Pros of adding a position:
- Huge profit potential in trending markets.
Disadvantages of adding a position:
- More volatile yield curve.
- It is psychologically difficult to hold several profitable trades for a long time.
Some traders choose to close in parts, some add positions, and some do both. You need to find what suits you best.
Trading plan
If you don’t follow a trading plan, you won’t be successful in trading.
You will not be able to be consistent in your trading and will not know:
- Why are your trades profitable or unprofitable?
- How can you improve your results?
- How to eliminate random failures?
Without a trading plan, your trading will be like gambling.
How to develop a trading plan? Just answer these questions:
What is your timeframe?
You must choose a time frame for trading. If you are a swing trader, for example, then the daily or four-hour charts are suitable for you.
What markets do you trade in?
You need to know which markets you will be trading. These could be stocks, forex, futures, etc.
What is your risk on each trade?
You need to know how much you can lose on each trade. To begin with, it is better to limit the risk to no more than 1% of the deposit.

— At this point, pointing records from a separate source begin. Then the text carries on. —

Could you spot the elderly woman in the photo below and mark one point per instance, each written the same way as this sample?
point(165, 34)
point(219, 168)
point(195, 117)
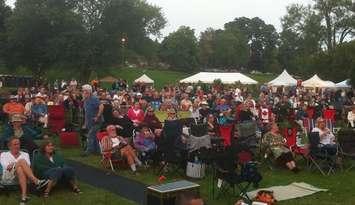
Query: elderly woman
point(327, 138)
point(50, 165)
point(17, 168)
point(136, 114)
point(273, 141)
point(19, 129)
point(119, 147)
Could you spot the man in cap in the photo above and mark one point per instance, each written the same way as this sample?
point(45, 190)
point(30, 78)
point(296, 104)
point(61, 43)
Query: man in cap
point(13, 107)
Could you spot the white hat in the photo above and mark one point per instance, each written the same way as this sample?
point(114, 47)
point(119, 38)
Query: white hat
point(87, 87)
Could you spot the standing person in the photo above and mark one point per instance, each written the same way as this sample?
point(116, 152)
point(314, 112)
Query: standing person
point(93, 119)
point(16, 166)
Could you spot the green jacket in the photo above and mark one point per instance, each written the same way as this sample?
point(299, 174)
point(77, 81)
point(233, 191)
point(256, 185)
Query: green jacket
point(41, 163)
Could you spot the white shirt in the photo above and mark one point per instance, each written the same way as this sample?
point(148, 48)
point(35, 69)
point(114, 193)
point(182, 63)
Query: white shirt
point(6, 158)
point(327, 138)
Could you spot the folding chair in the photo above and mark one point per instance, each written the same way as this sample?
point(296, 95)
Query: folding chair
point(225, 132)
point(318, 157)
point(107, 156)
point(347, 146)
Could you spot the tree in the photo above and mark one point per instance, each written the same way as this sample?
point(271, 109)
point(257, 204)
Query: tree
point(231, 49)
point(42, 33)
point(339, 18)
point(262, 40)
point(179, 49)
point(5, 13)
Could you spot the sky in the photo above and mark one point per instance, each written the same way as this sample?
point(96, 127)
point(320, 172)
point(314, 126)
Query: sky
point(202, 14)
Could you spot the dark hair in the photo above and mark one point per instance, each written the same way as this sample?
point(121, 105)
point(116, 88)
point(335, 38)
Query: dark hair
point(43, 146)
point(12, 139)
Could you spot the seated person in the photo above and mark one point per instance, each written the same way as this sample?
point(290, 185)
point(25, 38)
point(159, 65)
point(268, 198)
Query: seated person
point(16, 168)
point(327, 138)
point(152, 121)
point(50, 165)
point(119, 147)
point(275, 142)
point(18, 129)
point(39, 111)
point(136, 114)
point(351, 117)
point(144, 141)
point(125, 124)
point(13, 107)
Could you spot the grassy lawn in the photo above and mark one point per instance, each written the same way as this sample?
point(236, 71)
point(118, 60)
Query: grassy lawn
point(61, 196)
point(340, 185)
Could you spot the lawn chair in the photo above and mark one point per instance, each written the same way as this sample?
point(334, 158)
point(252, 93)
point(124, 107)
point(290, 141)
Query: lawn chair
point(107, 160)
point(347, 146)
point(318, 157)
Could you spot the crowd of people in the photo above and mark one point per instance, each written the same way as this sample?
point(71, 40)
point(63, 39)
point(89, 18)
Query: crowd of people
point(136, 113)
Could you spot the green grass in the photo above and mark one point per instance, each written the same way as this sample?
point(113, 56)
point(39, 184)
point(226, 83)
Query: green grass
point(60, 196)
point(340, 185)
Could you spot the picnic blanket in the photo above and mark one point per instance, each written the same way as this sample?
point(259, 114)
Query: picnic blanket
point(291, 191)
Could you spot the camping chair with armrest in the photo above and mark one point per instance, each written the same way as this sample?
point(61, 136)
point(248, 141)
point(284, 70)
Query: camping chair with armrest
point(318, 157)
point(107, 160)
point(346, 142)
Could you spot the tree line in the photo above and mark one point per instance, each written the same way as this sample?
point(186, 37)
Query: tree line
point(93, 34)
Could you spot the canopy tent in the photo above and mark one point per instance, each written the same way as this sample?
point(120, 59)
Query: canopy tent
point(226, 78)
point(284, 79)
point(144, 79)
point(108, 79)
point(316, 82)
point(343, 84)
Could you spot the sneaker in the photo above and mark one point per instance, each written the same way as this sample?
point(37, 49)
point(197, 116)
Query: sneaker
point(41, 183)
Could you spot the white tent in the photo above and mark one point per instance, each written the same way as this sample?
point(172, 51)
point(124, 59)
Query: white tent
point(144, 79)
point(316, 82)
point(343, 84)
point(226, 78)
point(284, 79)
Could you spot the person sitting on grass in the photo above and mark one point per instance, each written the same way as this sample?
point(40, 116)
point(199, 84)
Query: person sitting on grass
point(275, 142)
point(50, 165)
point(16, 169)
point(119, 147)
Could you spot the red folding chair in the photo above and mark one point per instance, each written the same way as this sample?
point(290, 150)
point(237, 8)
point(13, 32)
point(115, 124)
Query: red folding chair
point(107, 156)
point(225, 132)
point(56, 118)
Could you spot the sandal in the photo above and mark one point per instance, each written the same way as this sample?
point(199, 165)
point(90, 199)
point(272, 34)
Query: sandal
point(77, 190)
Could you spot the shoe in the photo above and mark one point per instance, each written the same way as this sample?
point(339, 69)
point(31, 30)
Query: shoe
point(41, 183)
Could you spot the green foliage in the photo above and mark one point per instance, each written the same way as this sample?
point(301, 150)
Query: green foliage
point(179, 49)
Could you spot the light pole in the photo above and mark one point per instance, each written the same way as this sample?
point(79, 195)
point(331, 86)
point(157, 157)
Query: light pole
point(123, 42)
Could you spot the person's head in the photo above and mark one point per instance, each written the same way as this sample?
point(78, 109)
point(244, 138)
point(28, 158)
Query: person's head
point(321, 123)
point(111, 131)
point(17, 120)
point(14, 145)
point(136, 106)
point(171, 113)
point(210, 118)
point(274, 127)
point(87, 91)
point(47, 147)
point(150, 111)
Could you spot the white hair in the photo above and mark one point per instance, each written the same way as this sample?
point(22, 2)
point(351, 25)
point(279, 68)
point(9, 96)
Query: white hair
point(87, 87)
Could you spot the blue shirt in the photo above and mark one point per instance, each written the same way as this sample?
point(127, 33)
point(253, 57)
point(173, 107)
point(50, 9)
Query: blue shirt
point(91, 107)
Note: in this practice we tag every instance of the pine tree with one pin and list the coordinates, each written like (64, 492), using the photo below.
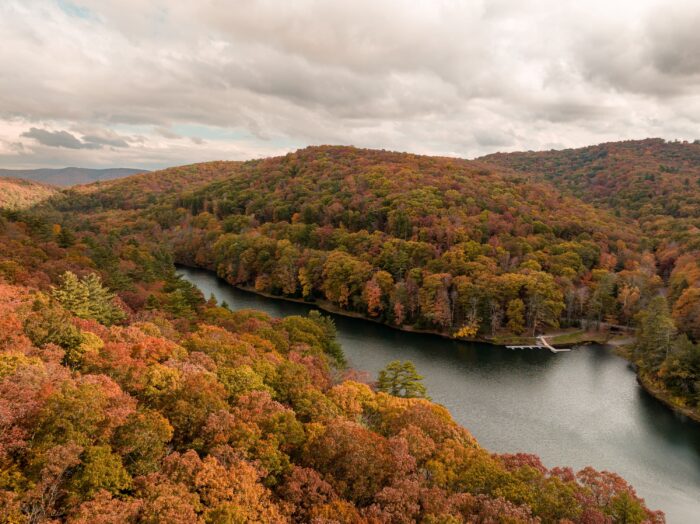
(87, 298)
(401, 379)
(656, 334)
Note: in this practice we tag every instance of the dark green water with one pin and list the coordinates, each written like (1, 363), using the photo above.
(579, 408)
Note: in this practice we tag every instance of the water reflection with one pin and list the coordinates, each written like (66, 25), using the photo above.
(578, 408)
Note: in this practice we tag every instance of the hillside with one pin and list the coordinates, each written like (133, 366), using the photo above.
(466, 249)
(656, 184)
(126, 397)
(69, 176)
(16, 193)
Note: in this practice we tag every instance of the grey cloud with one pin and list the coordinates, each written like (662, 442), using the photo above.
(448, 77)
(674, 41)
(58, 139)
(99, 141)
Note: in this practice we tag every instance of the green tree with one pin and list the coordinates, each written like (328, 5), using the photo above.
(656, 333)
(401, 379)
(516, 316)
(87, 298)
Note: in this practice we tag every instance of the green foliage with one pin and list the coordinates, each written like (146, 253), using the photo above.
(101, 469)
(401, 379)
(87, 298)
(50, 323)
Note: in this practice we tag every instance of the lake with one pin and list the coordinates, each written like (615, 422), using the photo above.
(574, 409)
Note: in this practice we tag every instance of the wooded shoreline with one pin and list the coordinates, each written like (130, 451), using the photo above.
(328, 307)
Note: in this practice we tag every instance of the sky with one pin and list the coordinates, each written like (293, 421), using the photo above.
(155, 83)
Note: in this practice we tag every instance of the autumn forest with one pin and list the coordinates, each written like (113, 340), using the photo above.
(128, 396)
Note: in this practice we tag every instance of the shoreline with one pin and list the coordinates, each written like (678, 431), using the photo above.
(329, 307)
(663, 397)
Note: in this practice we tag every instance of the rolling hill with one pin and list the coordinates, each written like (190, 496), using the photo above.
(16, 193)
(69, 176)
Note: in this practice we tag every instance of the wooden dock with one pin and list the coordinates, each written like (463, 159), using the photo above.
(542, 344)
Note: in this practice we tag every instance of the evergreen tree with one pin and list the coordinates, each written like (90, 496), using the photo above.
(401, 379)
(87, 298)
(656, 334)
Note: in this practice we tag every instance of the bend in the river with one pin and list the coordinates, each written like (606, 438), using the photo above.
(577, 408)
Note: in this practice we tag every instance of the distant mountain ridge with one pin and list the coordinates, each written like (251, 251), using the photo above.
(20, 194)
(70, 176)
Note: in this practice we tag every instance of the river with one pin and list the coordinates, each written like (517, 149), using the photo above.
(578, 408)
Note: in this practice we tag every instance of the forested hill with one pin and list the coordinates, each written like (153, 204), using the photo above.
(637, 178)
(69, 176)
(16, 193)
(468, 249)
(125, 396)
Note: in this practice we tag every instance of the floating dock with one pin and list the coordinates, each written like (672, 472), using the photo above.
(542, 344)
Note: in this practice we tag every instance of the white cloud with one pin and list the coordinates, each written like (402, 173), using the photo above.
(127, 79)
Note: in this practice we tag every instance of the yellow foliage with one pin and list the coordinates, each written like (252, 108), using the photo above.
(466, 331)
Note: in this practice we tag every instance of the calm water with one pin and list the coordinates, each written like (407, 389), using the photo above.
(579, 408)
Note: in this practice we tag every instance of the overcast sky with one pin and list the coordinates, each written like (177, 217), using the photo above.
(153, 83)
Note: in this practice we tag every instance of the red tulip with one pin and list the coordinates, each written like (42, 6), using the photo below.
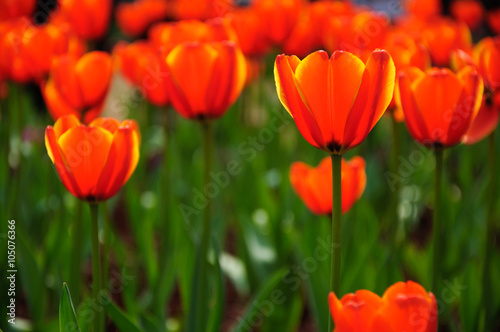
(205, 78)
(89, 18)
(439, 106)
(314, 185)
(134, 18)
(94, 161)
(404, 307)
(335, 102)
(27, 51)
(78, 86)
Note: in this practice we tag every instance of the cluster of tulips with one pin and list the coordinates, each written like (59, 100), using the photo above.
(197, 56)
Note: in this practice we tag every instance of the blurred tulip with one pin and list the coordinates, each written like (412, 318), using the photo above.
(280, 16)
(78, 86)
(134, 18)
(205, 78)
(442, 36)
(141, 65)
(94, 161)
(423, 9)
(335, 102)
(403, 307)
(89, 18)
(314, 185)
(439, 106)
(27, 50)
(471, 12)
(165, 36)
(16, 8)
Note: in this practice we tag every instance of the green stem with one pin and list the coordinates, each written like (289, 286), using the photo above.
(437, 220)
(336, 240)
(490, 235)
(98, 322)
(76, 255)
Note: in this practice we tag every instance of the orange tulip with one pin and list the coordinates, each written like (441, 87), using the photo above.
(314, 185)
(403, 307)
(280, 16)
(141, 65)
(94, 161)
(335, 102)
(165, 36)
(439, 106)
(471, 12)
(78, 86)
(205, 78)
(89, 18)
(16, 8)
(135, 17)
(442, 36)
(27, 51)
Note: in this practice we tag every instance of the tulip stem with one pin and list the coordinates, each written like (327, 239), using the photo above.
(490, 235)
(98, 322)
(76, 259)
(336, 239)
(437, 220)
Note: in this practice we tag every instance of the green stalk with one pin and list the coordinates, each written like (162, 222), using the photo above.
(437, 220)
(336, 239)
(490, 231)
(76, 254)
(98, 322)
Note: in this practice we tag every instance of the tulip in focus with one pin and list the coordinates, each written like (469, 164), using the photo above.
(403, 307)
(335, 102)
(205, 79)
(78, 86)
(314, 184)
(94, 161)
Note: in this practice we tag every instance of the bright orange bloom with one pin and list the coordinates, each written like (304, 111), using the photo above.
(16, 8)
(314, 185)
(165, 36)
(141, 65)
(335, 102)
(134, 18)
(94, 161)
(439, 105)
(471, 12)
(78, 86)
(27, 51)
(442, 36)
(403, 307)
(493, 18)
(205, 78)
(280, 17)
(89, 18)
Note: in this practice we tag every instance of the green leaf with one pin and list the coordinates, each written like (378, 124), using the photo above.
(122, 322)
(67, 315)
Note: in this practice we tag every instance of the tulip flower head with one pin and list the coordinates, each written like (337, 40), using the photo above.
(94, 161)
(205, 79)
(403, 307)
(439, 105)
(335, 102)
(314, 185)
(78, 86)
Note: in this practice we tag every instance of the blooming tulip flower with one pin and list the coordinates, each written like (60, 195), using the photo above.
(135, 17)
(403, 307)
(89, 18)
(78, 86)
(314, 185)
(439, 106)
(335, 102)
(94, 161)
(205, 78)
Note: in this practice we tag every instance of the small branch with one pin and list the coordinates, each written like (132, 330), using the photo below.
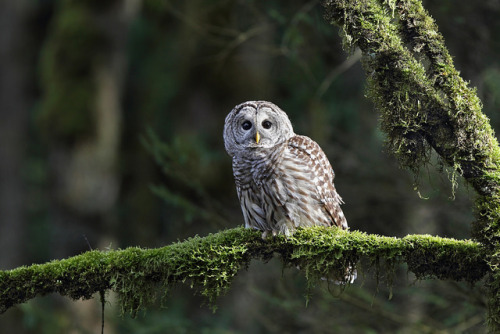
(210, 263)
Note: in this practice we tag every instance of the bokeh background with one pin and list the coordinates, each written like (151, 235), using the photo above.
(111, 136)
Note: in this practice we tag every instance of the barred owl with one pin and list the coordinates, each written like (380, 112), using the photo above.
(283, 180)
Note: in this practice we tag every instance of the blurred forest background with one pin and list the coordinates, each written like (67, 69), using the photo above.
(111, 136)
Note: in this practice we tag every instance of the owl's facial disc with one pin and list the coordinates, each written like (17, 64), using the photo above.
(256, 124)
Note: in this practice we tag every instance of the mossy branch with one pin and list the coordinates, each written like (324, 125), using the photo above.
(424, 104)
(209, 264)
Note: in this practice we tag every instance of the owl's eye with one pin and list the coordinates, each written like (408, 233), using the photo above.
(266, 124)
(246, 125)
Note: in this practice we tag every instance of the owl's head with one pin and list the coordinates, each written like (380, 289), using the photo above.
(255, 124)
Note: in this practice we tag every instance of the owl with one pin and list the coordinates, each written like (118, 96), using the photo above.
(283, 180)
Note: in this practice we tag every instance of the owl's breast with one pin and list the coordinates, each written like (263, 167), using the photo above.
(257, 168)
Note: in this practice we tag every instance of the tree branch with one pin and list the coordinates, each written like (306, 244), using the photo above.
(209, 264)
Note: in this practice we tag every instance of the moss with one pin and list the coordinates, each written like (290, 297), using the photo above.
(424, 104)
(209, 264)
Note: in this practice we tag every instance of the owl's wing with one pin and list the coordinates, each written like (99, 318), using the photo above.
(308, 153)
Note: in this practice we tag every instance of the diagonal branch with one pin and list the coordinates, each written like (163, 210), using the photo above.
(210, 263)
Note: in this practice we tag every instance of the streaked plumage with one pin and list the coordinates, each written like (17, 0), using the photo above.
(283, 180)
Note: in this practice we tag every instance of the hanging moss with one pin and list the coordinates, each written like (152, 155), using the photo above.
(424, 104)
(209, 264)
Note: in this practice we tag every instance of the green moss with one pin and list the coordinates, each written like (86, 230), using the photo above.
(209, 264)
(424, 104)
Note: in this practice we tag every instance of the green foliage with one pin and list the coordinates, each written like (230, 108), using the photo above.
(209, 264)
(74, 47)
(424, 102)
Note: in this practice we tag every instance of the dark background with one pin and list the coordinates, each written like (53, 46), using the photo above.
(111, 136)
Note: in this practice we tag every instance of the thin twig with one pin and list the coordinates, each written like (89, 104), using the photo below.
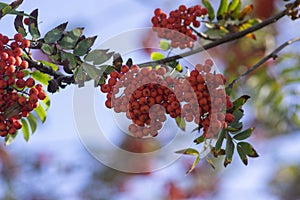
(273, 55)
(225, 39)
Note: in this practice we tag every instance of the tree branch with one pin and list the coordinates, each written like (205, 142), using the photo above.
(273, 55)
(227, 38)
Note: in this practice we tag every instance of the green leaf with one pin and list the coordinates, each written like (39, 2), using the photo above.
(157, 56)
(199, 139)
(48, 64)
(55, 34)
(92, 71)
(10, 138)
(164, 45)
(41, 77)
(48, 49)
(69, 40)
(244, 134)
(32, 122)
(98, 56)
(222, 10)
(238, 103)
(18, 23)
(84, 46)
(229, 150)
(210, 9)
(40, 111)
(242, 155)
(180, 123)
(33, 25)
(220, 140)
(190, 151)
(248, 149)
(25, 129)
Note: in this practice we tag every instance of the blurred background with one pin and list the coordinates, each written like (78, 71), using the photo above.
(55, 165)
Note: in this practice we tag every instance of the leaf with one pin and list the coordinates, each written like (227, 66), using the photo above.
(84, 46)
(157, 56)
(18, 23)
(69, 40)
(244, 134)
(55, 34)
(10, 138)
(210, 162)
(238, 103)
(33, 24)
(242, 155)
(48, 49)
(48, 64)
(246, 11)
(248, 149)
(220, 140)
(25, 129)
(199, 139)
(190, 151)
(210, 9)
(40, 111)
(222, 10)
(41, 77)
(164, 45)
(32, 122)
(98, 56)
(180, 123)
(229, 150)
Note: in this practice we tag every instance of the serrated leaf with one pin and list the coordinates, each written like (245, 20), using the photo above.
(48, 49)
(69, 40)
(246, 11)
(191, 151)
(32, 122)
(25, 129)
(84, 46)
(164, 45)
(244, 134)
(55, 34)
(210, 162)
(40, 111)
(199, 139)
(157, 56)
(248, 149)
(180, 123)
(242, 155)
(220, 140)
(210, 9)
(48, 64)
(18, 23)
(228, 150)
(10, 138)
(41, 77)
(33, 25)
(98, 56)
(222, 10)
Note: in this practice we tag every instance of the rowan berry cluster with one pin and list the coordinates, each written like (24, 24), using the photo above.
(18, 95)
(176, 26)
(147, 96)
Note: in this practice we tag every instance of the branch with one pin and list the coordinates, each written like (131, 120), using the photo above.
(227, 38)
(273, 55)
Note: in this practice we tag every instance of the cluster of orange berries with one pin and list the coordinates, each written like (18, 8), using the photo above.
(176, 26)
(147, 95)
(18, 96)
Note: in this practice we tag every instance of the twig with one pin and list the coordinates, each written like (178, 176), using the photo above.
(273, 55)
(225, 39)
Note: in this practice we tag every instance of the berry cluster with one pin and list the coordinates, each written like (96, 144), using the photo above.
(18, 95)
(147, 95)
(176, 26)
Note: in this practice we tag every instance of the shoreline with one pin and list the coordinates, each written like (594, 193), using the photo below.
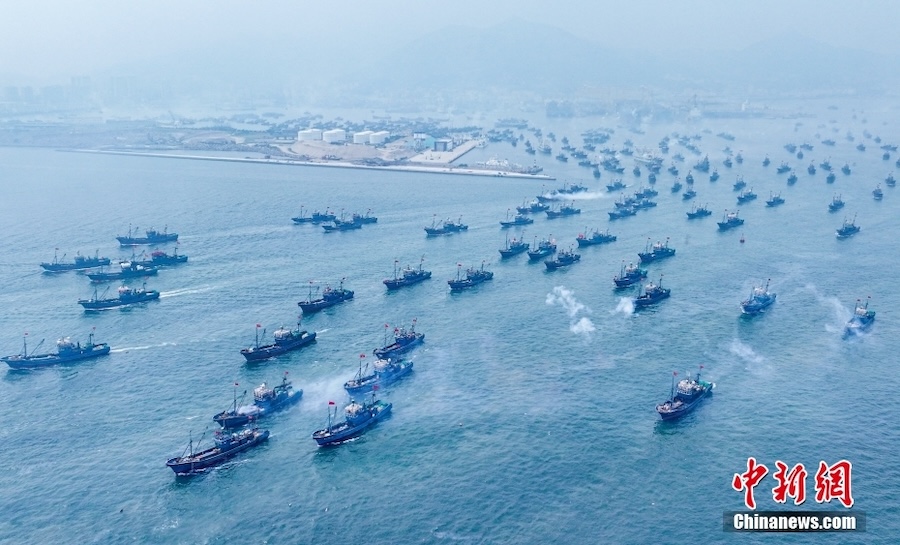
(336, 164)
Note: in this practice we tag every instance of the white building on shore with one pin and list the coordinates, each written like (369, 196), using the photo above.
(335, 136)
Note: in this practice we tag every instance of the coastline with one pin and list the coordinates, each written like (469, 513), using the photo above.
(334, 164)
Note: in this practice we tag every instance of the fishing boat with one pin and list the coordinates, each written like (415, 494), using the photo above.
(629, 275)
(534, 207)
(358, 417)
(699, 212)
(653, 293)
(226, 446)
(151, 237)
(730, 220)
(300, 218)
(514, 247)
(66, 351)
(284, 340)
(129, 269)
(323, 217)
(775, 199)
(446, 228)
(760, 299)
(265, 401)
(407, 276)
(126, 296)
(563, 259)
(862, 319)
(596, 237)
(384, 372)
(404, 341)
(542, 249)
(159, 258)
(654, 252)
(564, 210)
(518, 219)
(848, 229)
(836, 204)
(81, 263)
(329, 298)
(685, 396)
(473, 278)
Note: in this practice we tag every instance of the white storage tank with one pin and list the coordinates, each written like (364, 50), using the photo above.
(309, 134)
(362, 137)
(379, 137)
(335, 136)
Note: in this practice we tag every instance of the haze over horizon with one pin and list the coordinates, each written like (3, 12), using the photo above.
(52, 40)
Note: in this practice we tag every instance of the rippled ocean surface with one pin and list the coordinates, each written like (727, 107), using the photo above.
(529, 417)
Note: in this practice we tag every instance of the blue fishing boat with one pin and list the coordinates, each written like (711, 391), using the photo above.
(226, 446)
(596, 237)
(564, 210)
(730, 220)
(265, 401)
(760, 299)
(685, 396)
(407, 276)
(862, 319)
(542, 249)
(654, 252)
(473, 277)
(653, 293)
(66, 351)
(514, 247)
(446, 228)
(620, 213)
(563, 259)
(518, 219)
(81, 263)
(848, 229)
(775, 199)
(152, 237)
(358, 417)
(329, 298)
(159, 258)
(285, 340)
(384, 372)
(404, 341)
(127, 296)
(836, 204)
(300, 218)
(129, 269)
(630, 275)
(699, 212)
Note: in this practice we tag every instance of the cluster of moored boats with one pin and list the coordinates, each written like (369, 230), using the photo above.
(239, 423)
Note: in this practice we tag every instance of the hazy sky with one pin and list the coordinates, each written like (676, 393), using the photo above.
(60, 38)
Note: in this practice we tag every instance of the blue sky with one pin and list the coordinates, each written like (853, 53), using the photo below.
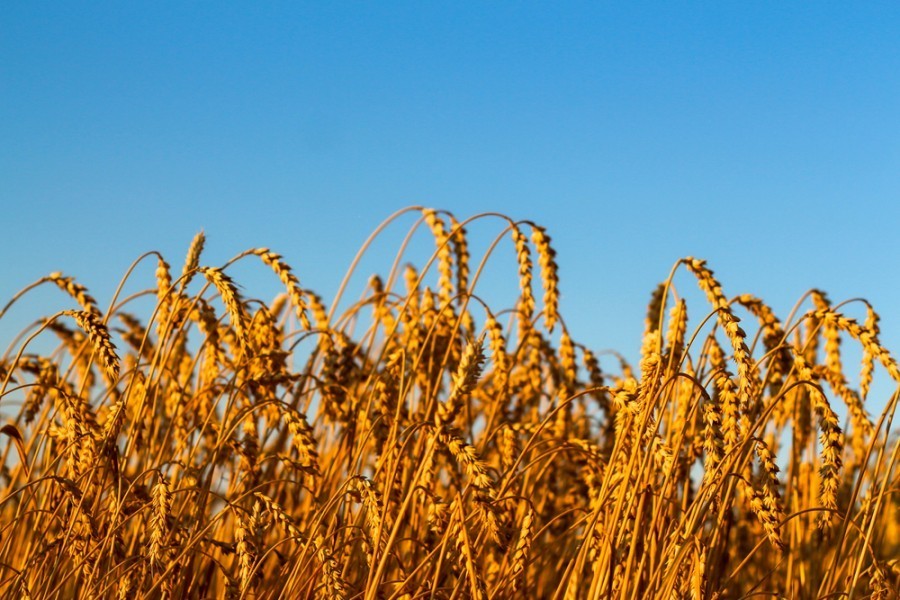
(764, 137)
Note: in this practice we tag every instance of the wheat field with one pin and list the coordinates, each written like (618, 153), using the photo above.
(420, 444)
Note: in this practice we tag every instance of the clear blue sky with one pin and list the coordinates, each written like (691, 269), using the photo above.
(764, 137)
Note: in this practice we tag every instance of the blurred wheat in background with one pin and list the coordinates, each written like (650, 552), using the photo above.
(421, 444)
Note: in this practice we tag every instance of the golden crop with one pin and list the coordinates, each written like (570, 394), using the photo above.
(424, 445)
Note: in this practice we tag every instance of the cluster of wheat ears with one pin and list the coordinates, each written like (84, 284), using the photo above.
(424, 445)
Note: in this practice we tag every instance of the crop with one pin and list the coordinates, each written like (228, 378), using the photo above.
(418, 443)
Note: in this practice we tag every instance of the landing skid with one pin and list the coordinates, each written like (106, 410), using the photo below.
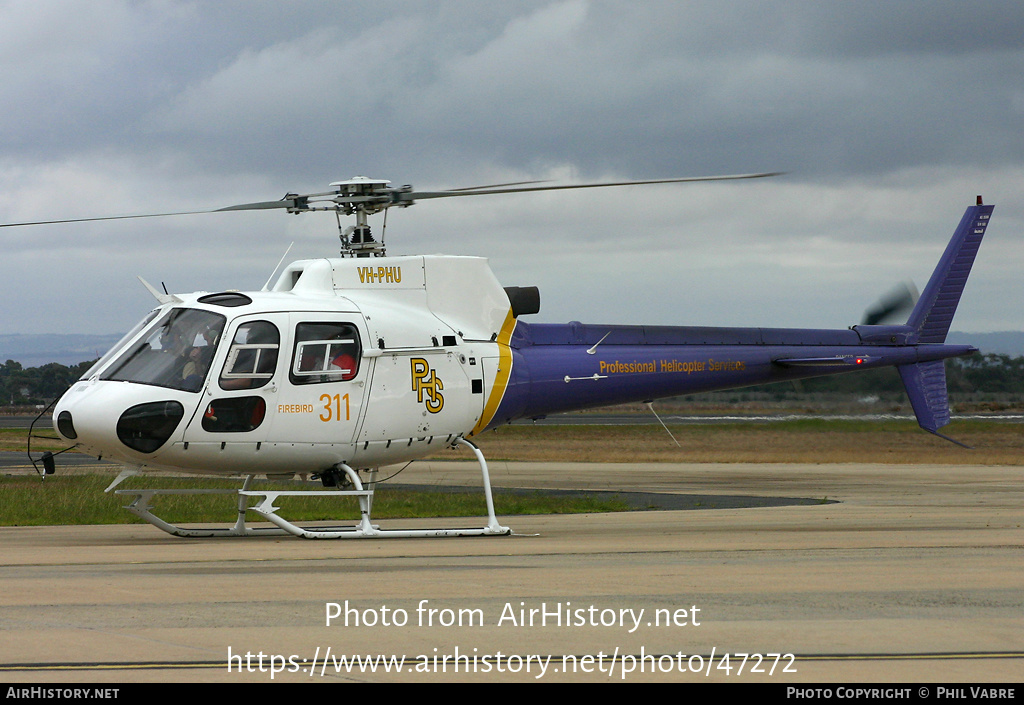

What are the conditions for entry?
You must know the requirements of your trading system. Will you trade with the trend or within a range.
How do you enter a trade?
On a pullback or breakout. Will you be entering with a market, limit, or stop order?
Where will the stop loss be placed?
No professional trader opens a trade without a stop loss. You need to know where you will close your position if the price goes against you.
Where will you take your profits?
If the price moves in your favor, you need to know where to take profits.